The dates and locations for GPhA’s fall region meetings are set — so if you haven’t registered for yours yet, get cracking!

They’ll be fun and relaxing dinners with friends and colleagues from your area, and a chance to (re)connect with other pharmacists, techs, and even students.

So get out from behind your counter, find your meeting, and register today at GPhA.org/regionmeetings!

(What’s your region? Click here to find out.)

The bad news: Thanks to new ACPE guidelines, we can’t offer CE credit any more. Then again, we know most of you came for the great meal, awesome attendees, and a chance to get a quick update on what GPhA is up to.

Well that’s good news

Pfizer reports that it’s bivalent, Omicron-targeted booster does, in fact, work; it “generated a strong immune response and was well-tolerated in testing on humans.”

If you’re thinking “Haven’t we been giving that booster since early September?” you’re correct. But now we’re sure it works and it’s safe!

Could polypharmacy be a dementia warning?

Yes, it could. The closer they get to a dementia diagnosis, the more medications a patient is likely to be taking. And we’re not talking about drugs that hint at the upcoming problem. The most common treatments are for “respiratory or urinary infections, arthropathies and rheumatism, and cardio-vascular disease,” although a notable number also take antidepressants.

They found that in the 20 years leading up to them being diagnosed, the proportion of patients taking three or more medications rose from 5.5% (for the period 16 to 20 years prior to diagnosis) to 82.16% among those less than five years from a diagnosis.

Paxlovid and heart meds

Paxlovid is now the gold standard for preventing Covid infection from becoming Covid hospitalization, but a new caveat has emerged: Common heart medications may interact with it.

That doesn’t necessarily mean there’s a danger, say the cardio-oncologists at Lahey Hospital and Medical Center in Massachusetts who conducted the study. Rather, health providers need to be aware of the possibilities.

For example, antiarrhythmic agents should be discontinued during Paxlovid use, while patients taking clopidogrel should be switched to prasugrel if possible to avoid blood clots — to cite two examples.

“Awareness of the presence of drug-drug interactions of Paxlovid with common cardiovascular drugs is key.”

Friendly fire from ICU antibiotics

Antibiotics given to critically ill patients may do more harm than good. Some of them — the ones that kill anaerobic bacteria — can mess with the good ol’ gut biome and end up making their conditions worse.

The gist is that killing those anaerobic bacteria allows other, pathogenic bacteria to flourish. University of Michigan medical researchers even likened killing the biome to “causing a hidden form of organ failure.”

ICUs and ERs often measure ‘time-to-antibiotics,’ but the UMich folks think “which antibiotic is given probably matters more than how quickly they are administered.”

Speaking of antibiotics …

Targeted antibiotics are all the rage — both finding/creating new drugs and finding ways to deliver them to the site of an infection, instead of systemically.

The latest comes from Brigham and Women’s Hospital, where engineers have combined existing bone cements with a new antibiotic (“VCD-077”) targeted at bone infections. If it works on humans, it could be used to treat infections after, say, hip or knee replacement.
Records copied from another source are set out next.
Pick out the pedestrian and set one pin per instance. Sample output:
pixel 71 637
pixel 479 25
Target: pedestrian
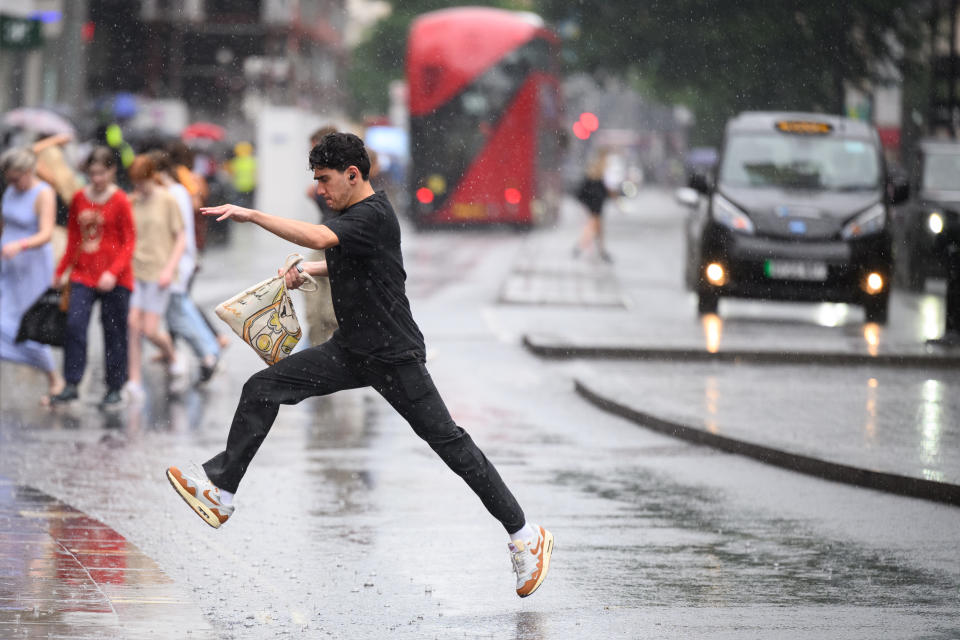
pixel 97 261
pixel 321 319
pixel 183 317
pixel 160 243
pixel 242 168
pixel 592 193
pixel 27 213
pixel 54 169
pixel 378 344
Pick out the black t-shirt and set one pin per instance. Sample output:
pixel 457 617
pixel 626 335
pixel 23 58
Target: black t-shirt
pixel 367 284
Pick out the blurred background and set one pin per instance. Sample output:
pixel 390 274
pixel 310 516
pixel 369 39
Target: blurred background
pixel 661 78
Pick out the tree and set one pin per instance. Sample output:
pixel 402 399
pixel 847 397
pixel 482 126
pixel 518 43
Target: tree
pixel 723 57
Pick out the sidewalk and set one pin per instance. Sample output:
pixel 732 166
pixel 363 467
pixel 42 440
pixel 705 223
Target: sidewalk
pixel 64 574
pixel 830 396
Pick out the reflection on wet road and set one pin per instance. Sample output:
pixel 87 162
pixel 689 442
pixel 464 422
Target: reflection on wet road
pixel 65 574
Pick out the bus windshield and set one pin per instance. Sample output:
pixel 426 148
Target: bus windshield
pixel 941 172
pixel 800 162
pixel 448 139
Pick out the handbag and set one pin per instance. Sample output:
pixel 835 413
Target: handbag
pixel 263 315
pixel 45 321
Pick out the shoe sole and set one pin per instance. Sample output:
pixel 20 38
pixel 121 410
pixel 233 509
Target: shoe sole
pixel 199 508
pixel 547 551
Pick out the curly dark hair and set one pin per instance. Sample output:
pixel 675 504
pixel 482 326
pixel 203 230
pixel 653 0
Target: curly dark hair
pixel 338 151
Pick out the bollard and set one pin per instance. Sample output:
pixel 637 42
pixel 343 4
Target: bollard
pixel 950 250
pixel 952 327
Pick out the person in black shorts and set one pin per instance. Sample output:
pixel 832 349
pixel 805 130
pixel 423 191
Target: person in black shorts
pixel 377 344
pixel 592 193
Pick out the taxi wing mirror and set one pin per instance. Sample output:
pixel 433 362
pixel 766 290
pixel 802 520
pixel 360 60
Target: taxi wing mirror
pixel 898 190
pixel 687 197
pixel 699 182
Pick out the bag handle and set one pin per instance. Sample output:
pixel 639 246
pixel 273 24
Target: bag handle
pixel 292 261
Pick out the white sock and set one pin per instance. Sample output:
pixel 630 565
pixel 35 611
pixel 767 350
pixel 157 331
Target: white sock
pixel 526 534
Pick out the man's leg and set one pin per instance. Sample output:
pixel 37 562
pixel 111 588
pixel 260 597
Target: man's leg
pixel 114 307
pixel 75 345
pixel 410 390
pixel 317 371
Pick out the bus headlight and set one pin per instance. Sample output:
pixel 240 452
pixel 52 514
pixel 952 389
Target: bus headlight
pixel 730 215
pixel 935 223
pixel 870 221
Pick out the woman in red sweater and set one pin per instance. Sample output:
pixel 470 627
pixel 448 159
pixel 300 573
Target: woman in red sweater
pixel 100 240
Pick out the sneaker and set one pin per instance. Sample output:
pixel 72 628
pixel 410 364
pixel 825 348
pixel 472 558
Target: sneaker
pixel 112 399
pixel 531 560
pixel 68 393
pixel 202 496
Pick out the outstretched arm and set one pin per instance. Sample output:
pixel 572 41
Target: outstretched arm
pixel 294 279
pixel 305 234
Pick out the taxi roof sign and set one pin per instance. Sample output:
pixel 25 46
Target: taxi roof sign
pixel 804 127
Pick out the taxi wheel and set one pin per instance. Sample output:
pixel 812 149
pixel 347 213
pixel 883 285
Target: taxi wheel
pixel 707 302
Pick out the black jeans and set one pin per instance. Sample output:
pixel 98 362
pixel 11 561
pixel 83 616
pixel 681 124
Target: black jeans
pixel 328 368
pixel 114 307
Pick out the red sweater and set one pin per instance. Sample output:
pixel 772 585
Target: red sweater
pixel 100 237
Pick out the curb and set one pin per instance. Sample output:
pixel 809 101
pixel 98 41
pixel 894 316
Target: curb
pixel 557 350
pixel 881 481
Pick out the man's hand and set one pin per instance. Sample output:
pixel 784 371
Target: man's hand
pixel 293 278
pixel 231 211
pixel 106 282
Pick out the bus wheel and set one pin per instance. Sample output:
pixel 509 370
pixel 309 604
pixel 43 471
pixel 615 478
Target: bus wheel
pixel 707 302
pixel 876 309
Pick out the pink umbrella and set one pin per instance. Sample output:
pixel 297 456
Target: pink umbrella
pixel 39 120
pixel 203 130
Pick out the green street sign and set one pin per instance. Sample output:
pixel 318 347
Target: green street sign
pixel 19 33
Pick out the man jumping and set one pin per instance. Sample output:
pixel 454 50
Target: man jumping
pixel 377 345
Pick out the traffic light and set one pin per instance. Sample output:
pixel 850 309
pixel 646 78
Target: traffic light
pixel 587 124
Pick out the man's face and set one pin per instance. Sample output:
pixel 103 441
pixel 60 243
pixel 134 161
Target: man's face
pixel 334 187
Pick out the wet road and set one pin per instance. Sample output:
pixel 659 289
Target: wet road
pixel 349 527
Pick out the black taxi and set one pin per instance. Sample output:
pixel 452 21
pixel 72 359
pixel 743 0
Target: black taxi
pixel 796 210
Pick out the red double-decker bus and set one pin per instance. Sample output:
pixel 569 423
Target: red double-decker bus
pixel 485 129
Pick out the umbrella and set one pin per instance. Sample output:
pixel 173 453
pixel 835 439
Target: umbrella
pixel 39 120
pixel 203 130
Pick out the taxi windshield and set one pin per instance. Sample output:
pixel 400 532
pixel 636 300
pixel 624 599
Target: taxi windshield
pixel 941 172
pixel 800 162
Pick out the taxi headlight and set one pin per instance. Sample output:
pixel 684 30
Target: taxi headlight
pixel 730 215
pixel 870 221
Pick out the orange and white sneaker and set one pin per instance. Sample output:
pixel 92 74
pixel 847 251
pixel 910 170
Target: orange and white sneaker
pixel 202 496
pixel 531 560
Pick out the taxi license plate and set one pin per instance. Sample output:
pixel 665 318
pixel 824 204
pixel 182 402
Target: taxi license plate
pixel 795 270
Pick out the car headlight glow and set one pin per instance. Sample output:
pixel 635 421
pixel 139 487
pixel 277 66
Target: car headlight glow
pixel 935 223
pixel 870 221
pixel 730 215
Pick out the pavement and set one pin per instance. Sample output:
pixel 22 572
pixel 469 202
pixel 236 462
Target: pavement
pixel 837 398
pixel 94 544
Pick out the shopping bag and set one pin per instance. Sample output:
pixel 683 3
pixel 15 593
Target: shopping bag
pixel 264 317
pixel 45 321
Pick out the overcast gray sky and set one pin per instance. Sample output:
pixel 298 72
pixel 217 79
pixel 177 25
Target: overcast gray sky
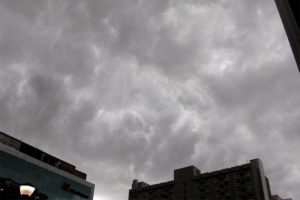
pixel 130 89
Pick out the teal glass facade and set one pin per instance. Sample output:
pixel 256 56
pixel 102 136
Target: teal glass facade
pixel 55 186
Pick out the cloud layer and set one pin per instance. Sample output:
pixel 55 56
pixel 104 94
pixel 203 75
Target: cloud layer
pixel 136 88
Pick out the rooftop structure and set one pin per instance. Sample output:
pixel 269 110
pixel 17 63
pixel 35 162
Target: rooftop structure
pixel 26 170
pixel 244 182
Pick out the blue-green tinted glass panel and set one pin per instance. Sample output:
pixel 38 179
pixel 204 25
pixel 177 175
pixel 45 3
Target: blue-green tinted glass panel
pixel 50 185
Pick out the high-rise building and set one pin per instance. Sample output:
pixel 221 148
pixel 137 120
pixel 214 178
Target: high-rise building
pixel 289 11
pixel 244 182
pixel 24 166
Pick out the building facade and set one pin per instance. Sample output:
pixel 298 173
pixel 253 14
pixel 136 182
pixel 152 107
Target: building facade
pixel 52 178
pixel 244 182
pixel 289 11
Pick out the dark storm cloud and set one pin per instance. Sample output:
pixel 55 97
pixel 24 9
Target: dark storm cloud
pixel 136 88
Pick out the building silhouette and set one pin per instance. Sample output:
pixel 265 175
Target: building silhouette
pixel 244 182
pixel 289 11
pixel 53 178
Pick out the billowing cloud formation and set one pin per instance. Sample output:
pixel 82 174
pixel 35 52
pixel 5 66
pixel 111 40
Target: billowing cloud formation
pixel 136 88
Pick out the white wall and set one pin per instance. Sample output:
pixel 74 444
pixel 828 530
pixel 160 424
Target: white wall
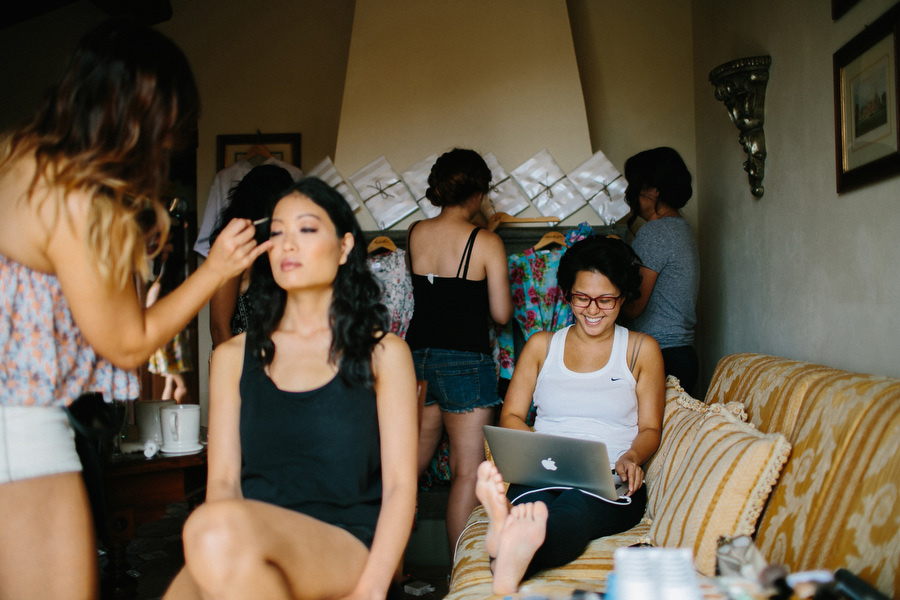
pixel 803 273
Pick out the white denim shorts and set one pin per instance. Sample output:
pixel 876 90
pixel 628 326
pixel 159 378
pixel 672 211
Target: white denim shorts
pixel 35 442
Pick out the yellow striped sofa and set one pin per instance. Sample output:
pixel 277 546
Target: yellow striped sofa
pixel 836 502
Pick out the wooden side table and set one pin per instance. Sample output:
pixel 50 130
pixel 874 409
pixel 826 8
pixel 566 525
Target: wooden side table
pixel 138 490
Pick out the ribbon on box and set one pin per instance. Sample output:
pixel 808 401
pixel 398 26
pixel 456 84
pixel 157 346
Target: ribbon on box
pixel 381 191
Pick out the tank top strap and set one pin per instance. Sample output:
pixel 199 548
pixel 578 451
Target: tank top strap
pixel 408 238
pixel 467 255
The benefit: lower doses of the drug, which would cut side effects and reduce the chance of creating resistant bacteria.

How do chemists waste their time?

By developing “a fully edible sensor showing if frozen food has previously thawed.”
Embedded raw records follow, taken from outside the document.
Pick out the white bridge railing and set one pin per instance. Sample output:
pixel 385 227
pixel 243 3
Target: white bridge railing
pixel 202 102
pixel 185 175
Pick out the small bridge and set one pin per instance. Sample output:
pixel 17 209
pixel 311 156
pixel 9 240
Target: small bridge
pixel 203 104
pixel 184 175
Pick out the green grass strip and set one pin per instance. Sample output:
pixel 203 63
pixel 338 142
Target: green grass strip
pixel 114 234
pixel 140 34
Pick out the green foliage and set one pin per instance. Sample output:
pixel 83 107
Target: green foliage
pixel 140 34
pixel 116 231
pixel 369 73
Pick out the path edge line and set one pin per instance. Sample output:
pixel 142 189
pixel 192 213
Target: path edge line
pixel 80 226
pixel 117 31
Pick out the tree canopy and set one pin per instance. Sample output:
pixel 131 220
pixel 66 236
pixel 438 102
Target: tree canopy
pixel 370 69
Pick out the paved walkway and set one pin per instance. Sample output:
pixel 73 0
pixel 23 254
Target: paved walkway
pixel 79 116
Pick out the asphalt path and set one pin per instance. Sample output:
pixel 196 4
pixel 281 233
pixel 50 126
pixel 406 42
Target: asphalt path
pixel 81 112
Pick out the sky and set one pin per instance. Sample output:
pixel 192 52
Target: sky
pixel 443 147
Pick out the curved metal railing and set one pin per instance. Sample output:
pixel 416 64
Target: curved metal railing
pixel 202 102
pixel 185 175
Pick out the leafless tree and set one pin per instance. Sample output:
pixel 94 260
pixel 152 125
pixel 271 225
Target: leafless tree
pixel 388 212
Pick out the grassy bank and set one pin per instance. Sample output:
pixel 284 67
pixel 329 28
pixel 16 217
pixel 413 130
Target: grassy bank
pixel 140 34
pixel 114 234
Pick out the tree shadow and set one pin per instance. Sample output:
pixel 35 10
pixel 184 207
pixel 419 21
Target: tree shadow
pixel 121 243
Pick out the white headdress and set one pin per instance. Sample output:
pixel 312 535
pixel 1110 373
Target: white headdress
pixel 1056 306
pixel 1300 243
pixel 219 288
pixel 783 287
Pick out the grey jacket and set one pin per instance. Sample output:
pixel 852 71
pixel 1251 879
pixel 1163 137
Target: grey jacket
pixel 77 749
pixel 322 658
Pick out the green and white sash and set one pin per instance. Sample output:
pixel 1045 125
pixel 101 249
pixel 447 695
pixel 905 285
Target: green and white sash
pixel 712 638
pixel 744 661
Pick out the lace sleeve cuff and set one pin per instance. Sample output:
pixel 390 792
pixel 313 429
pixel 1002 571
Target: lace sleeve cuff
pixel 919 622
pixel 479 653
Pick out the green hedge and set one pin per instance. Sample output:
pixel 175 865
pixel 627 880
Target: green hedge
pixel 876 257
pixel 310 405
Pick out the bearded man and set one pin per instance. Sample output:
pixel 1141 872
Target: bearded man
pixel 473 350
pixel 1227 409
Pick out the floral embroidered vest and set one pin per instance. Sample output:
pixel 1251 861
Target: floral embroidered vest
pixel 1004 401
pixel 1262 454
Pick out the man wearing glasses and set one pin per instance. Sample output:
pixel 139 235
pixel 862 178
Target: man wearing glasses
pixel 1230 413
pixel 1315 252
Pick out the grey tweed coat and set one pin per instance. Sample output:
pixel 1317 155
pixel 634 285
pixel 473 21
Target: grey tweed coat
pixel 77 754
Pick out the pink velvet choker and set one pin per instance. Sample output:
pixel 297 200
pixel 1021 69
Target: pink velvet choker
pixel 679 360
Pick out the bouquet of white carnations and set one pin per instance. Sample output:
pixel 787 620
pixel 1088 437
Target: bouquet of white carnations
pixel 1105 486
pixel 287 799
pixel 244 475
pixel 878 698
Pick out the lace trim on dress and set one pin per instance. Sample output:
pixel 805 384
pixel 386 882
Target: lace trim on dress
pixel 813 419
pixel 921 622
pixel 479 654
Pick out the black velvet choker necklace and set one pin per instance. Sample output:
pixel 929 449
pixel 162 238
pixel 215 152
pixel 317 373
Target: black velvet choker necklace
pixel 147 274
[R]esearchers […] have designed a food-grade device from edible materials, including table salt, red cabbage and beeswax, that lets you know.
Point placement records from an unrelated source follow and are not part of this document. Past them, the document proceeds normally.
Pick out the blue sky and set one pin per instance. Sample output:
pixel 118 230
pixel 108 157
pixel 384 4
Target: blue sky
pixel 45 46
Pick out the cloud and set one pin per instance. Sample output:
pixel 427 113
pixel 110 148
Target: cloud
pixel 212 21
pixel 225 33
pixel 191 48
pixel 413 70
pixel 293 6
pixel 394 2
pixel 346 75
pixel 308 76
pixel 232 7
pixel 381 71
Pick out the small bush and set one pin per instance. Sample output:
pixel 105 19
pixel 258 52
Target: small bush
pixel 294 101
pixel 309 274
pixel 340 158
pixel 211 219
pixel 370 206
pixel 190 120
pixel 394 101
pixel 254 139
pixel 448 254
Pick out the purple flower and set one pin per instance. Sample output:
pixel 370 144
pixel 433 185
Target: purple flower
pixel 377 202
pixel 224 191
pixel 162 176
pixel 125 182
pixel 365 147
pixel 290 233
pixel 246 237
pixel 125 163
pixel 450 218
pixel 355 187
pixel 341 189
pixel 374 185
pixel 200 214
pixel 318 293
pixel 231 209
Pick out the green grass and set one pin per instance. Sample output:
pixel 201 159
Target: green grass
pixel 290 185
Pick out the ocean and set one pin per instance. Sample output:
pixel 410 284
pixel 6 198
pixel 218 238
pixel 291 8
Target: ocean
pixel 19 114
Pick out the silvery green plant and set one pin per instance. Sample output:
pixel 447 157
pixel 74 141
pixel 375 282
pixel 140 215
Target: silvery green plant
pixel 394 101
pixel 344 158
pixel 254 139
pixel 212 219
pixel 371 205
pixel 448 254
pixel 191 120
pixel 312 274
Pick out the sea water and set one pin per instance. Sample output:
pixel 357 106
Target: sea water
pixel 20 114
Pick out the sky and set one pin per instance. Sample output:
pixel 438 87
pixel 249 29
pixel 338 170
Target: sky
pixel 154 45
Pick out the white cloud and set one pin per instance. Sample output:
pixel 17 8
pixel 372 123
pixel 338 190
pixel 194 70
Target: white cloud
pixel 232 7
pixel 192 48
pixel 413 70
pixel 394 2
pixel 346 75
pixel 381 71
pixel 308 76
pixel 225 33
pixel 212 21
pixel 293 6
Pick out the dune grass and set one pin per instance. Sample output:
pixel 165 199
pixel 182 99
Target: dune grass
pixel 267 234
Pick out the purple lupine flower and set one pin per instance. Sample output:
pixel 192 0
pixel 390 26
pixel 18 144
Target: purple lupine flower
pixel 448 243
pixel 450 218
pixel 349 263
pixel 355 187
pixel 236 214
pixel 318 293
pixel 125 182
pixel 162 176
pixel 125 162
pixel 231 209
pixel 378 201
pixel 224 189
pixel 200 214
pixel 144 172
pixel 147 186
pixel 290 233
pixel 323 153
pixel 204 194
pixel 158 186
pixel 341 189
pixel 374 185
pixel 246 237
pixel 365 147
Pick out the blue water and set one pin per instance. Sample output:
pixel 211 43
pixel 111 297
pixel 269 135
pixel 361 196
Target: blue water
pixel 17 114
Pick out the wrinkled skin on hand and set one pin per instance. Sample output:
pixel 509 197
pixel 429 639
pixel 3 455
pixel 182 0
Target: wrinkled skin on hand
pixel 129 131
Or, you know, they could simply put an ice cube in the package.

Your Life isn’t healthy (and neither are your corn flakes)

The new FDA rules for labeling a product as “healthy” means a bunch of breakfast cereals can no longer use the label because they add too much sugar. Per the FDA, these are off the healthy list:

  • Raisin Bran (9g of added sugars)
  • Honey Nut Cheerios (12g of added sugars)
  • Corn Flakes (300mg of sodium; 4g of added sugars)
  • Honey Bunches of Oats, Honey Roasted (8g of added sugars)
  • Frosted Mini Wheats (12g of added sugars)
  • Life (8g of added sugars)
  • Special K (270mg of sodium; 4g of added sugars)

*You can have my Frosted Flakes when you pry them from my cold, dead fingers.